Although Edward Lambe's naming of the genus Edmontosaurus in 1917 was still in a relatively early phase of North American dinosaur research, representatives of this genus - according to today's concept - were discovered as early as the late 19th century and described or mentioned under other names. The earliest documented find with taxonomic relevance is a skeleton from the "Laramie layers of Dakota" (today Hell Creek Formation ), which is described in detail by Edward Drinker Cope in 1883 F under the name Diclonius mirabilis . He actually assigns this material to the species Trachodon mirabilis described by Joseph Leidy in 1856 , but uses the generic name Diclonius G coined by him in 1876 on the assumption that Leidy had discarded the name Trachodon in the meantime. In 1892 Othniel Marsh published the description of a hadrosaurid from the "Laramie layers" of Wyoming (today Lance formation ), which he calls Claosaurus annectens . The genus Claosaurus had been built by himself two years earlier on the basis of a skeleton from the " Pteranodon layers" (today Smoky Hill Subformation, Upper Coniac to Lower Campan) of the Niobrara Formation of Kansas , which he built in 1872 under the Name " Hadrosaurus agilis " had described. In a revision of the previously known "trachodontids" (i.e. hadrosaurids) of North America, John Bell Hatcher noted in 1901 due to the relatively large geographical and stratigraphic distance between the "Pteranodon layers" of Kansas and the "Laramie layers" of Wyoming and South Dakota the species Claosaurus annectens in Leidy's genus Trachodon . He does the same with Cope's “ Diclonius mirabilis ”. In 1913, four years before Edmontosaurus regalis was first described , Lambe published an article on the fore-extremity of a hadrosaurid from the same area in which the type material of E. regalis was also collected. A comparison of the teeth leads Lambe - with reservations - to assign this find to the species Trachodon marginatus, which he described in 1902 . Eleven years later, Charles Whitney Gilmore describes a new species based on the same specimen under the name Thespesius edmontoni , the genus Thespesius being established by Leidy as early as 1856. In 1926 Charles M. Sternberg , the brother of the two discoverers of the type material of E. regalis , described the youngest type material of an “Edmontosaur” under the name Thespesius saskatchewanensis from the “Lance Formation” (today Frenchman Formation) of Saskatchewan .

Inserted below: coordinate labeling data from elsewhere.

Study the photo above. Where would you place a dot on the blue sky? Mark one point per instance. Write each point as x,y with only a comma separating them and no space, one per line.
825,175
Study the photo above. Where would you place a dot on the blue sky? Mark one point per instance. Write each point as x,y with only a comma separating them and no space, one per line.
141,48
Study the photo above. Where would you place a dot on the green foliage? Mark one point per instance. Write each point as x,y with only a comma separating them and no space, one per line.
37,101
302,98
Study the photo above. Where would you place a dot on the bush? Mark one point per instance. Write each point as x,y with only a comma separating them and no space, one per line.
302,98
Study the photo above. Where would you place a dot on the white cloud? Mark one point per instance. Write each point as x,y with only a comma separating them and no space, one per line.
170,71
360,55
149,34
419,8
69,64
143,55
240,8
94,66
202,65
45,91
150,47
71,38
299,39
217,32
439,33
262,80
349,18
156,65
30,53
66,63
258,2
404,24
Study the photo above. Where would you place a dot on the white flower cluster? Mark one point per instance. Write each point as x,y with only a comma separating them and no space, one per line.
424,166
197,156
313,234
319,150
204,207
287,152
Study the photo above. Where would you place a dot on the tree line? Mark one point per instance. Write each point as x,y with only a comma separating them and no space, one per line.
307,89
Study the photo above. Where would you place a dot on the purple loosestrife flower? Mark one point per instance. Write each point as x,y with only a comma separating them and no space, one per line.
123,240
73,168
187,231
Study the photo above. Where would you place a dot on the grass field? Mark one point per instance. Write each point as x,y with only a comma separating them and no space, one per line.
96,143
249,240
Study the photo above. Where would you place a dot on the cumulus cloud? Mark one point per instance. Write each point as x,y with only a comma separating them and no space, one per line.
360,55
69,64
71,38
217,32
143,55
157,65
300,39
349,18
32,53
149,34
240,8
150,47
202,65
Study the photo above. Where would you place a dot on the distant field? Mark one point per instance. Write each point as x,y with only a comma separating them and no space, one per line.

In a comprehensive revision of the North American hadrosaurids, published in 1942 by Richard Swann Lull and Nelda E. Wright, five species of the Hadrosaurinae are placed in the specially established genus Anatosaurus , including Claosaurus annectens as a type and Thespesius edmontoni and Thespesius saskatchewanensis . They also assign Cope's “ Diclonius mirabilis ” to Anatosaurus . However, based on the relatively large stratigraphic distance between Leidy's original finds of Trachodon mirabilis (“ Judith River formation ”) and the material described by Cope from the “Laramie layers”, the two are not the same species can act. Consequently, they found the new species Anatosaurus copei on Cope's "Laramie" material . Edmontosaurus remains monotypical for the time being .

After Lull and Wright (1942) established a relatively strong similarity between the Anatosaurus species and Edmontosaurus regalis , the Soviet paleontologist Anatoli Konstantinowitsch Roshdestwenski went one step further in 1968 in a review of Kazakh hadrosaurids and declared Anatosaurus to be a younger synonym for Edmontosaurus .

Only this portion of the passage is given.